An object that produces a sequence of batches. next() method of the iterator will return object that was produced by processor function

Return type

Iterator

Raises

StopIteration – When all data was iterated through. Stops the for loop.

Example

def process(batch):
    images = [misc.imread(x[0]) for x in batch]
    images = np.asarray(images, dtype=np.float32)
    images = images.transpose((0, 3, 1, 2))
    labeles = [x[1] for x in batch]
    labeles = np.asarray(labeles, np.int)
    return torch.from_numpy(images) / 255.0, torch.from_numpy(labeles)

data = [('some_list.jpg', 1), ('of_filenames.jpg', 2), ('etc.jpg', 4), ...] # filenames and labels
batches = dlutils.batch_provider(data, 32, process)

for images, labeles in batches:
    result = model(images)
    loss = F.nll_loss(result, labeles)
    loss.backward()
    optimizer.step()

dlutils.cache module¶

class dlutils.cache(function)[source]¶

Bases: object

Caches return value of a functions.

Given a function with no side effects, it will compute sha256 hash of passed arguments and use that hash to retrieve saved pickle.

Note

Passed arguments must be picklable.

If you change function, or do any other change that invalidates previously saved caches you will need to delete them manually

Results are saved to ‘.cache’ folder in current directory.

Parameters: function (function) – fucntions to be called.

Example

@dlutils.cache
def expensive_function(x):
    for i in range(12):
        x = x + x * x
    return x

dlutils.default_cfg module¶

dlutils.default_cfg.get_default_cfg()[source]

dlutils.download module¶

Module for downloading files, downloading files from google drive, uncompressing targz

dlutils.download.cifar10(directory='cifar10')[source]

Downloads CIFAR10 Dataset.

Parameters: directory (str) – Directory where to save the files

dlutils.download.cifar100(directory='cifar100')[source]

Downloads CIFAR100 Dataset.

Parameters: directory (str) – Directory where to save the files

dlutils.download.fashion_mnist(directory='fashion-mnist')[source]

Downloads Fashion-MNIST Dataset.

Parameters: directory (str) – Directory where to save the files

dlutils.download.from_google_drive(google_drive_fileid, directory='.', file_name=None, extract_targz=False, extract_gz=False, extract_zip=False)[source]

Downloads file from Google Drive.

Given the file ID, file is downloaded from Google Drive and optionally it can be unpacked after downloading completes.

Note

You need to share the file as Anyone who has the link can access.
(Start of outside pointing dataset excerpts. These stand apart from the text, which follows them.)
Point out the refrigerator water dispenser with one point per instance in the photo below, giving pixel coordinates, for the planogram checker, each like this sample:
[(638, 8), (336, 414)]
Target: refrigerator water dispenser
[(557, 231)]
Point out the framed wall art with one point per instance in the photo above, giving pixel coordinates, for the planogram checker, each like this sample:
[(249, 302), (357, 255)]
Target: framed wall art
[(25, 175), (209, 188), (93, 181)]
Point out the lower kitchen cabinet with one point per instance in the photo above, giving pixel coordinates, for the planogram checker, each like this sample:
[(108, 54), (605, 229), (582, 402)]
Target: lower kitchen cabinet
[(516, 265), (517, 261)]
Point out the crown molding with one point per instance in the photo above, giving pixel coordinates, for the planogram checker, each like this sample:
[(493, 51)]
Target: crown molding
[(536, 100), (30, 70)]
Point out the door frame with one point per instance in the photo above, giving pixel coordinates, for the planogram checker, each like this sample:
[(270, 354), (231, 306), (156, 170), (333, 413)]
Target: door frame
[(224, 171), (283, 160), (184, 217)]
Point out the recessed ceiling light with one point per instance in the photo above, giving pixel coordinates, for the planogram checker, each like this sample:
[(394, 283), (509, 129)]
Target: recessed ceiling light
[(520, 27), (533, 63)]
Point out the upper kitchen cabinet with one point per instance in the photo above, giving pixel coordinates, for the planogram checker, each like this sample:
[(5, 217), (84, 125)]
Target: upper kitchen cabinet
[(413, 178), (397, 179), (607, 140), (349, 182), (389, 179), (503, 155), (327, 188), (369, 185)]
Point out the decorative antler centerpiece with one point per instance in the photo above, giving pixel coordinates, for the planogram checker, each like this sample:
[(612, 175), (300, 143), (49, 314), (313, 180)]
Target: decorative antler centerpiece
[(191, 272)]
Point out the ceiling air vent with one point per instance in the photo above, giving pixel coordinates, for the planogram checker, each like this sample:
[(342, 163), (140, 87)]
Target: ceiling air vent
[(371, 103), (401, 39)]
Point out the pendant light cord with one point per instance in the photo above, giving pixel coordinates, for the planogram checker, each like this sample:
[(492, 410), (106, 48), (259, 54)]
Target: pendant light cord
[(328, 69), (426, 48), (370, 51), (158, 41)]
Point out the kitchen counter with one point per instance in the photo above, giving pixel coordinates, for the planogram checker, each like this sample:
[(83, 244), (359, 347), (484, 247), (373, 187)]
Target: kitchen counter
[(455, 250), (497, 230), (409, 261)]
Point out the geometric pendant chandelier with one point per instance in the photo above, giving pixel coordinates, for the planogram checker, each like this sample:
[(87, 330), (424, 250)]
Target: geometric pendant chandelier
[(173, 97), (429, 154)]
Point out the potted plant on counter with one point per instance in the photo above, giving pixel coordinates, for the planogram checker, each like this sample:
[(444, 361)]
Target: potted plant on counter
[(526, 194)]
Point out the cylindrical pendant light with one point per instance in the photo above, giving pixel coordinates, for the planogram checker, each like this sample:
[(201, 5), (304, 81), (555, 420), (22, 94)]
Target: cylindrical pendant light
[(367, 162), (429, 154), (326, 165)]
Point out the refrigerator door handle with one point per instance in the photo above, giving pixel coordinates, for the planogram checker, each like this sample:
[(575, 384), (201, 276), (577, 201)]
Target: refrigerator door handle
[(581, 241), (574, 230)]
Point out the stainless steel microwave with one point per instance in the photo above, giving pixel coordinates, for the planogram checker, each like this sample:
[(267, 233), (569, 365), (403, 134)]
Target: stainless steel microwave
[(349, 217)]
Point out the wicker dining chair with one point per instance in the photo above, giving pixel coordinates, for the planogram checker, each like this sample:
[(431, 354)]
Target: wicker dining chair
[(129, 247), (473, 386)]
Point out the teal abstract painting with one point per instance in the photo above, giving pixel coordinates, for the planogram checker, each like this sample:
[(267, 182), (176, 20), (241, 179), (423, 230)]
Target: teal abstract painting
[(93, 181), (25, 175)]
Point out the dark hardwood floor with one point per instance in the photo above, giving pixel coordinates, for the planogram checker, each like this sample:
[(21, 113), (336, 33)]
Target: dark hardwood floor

No sign-in required.. You can find the file ID in the link:

https://drive.google.com/file/d/ 0B3kP5zWXwFm_OUpQbDFqY2dXNGs /view?usp=sharing

Parameters

google_drive_fileid (str) – file ID.
directory (str) – Directory where to save the file
file_name (str, optional) – If not None, this will overwrite the file name, otherwise it will use the filename returned from http request. Defaults to None.
extract_targz (bool) – Extract tar.gz archive. Defaults to False.
extract_gz (bool) – Decompress gz compressed file. Defaults to False.
extract_zip (bool) – Extract zip archive. Defaults to False.

Example

dlutils.download.from_google_drive(directory="data/", google_drive_fileid="0B3kP5zWXwFm_OUpQbDFqY2dXNGs")

dlutils.download.from_url(url, directory='.', file_name=None, extract_targz=False, extract_gz=False, extract_zip=False)[source]

Downloads file from specified URL.

Optionally it can be unpacked after downloading completes.

Parameters

url (str) – file URL.
directory (str) – Directory where to save the file
file_name (str, optional) – If not None, this will overwrite the file name, otherwise it will use the filename returned from http request. Defaults to None.
extract_targz (bool) – Extract tar.gz archive. Defaults to False.
extract_gz (bool) – Decompress gz compressed file. Defaults to False.
extract_zip (bool) – Extract zip archive. Defaults to False.

Example

dlutils.download.from_url("http://yann.lecun.com/exdb/mnist/train-images-idx3-ubyte.gz", directory, extract_gz=True)

dlutils.download.mnist(directory='mnist')[source]

Downloads MNIST Dataset.

Parameters: directory (str) – Directory where to save the files

dlutils.epoch module¶

class dlutils.epoch.EpochRange(epoch_count, log_func=None)[source]

Bases: object

Range for iterating epochs

class dlutils.epoch.LossTracker[source]

Bases: object

Tracker for easy recording and computing mean values of some quanities such as losses. Summary of average values is printed at the end of each epoch.

add(name, format_str='%s: %.3f')[source]

reset()[source]

class dlutils.epoch.RunningMean[source]: Bases: object

dlutils.measures module¶

dlutils.measures.auc(label, prediction)[source]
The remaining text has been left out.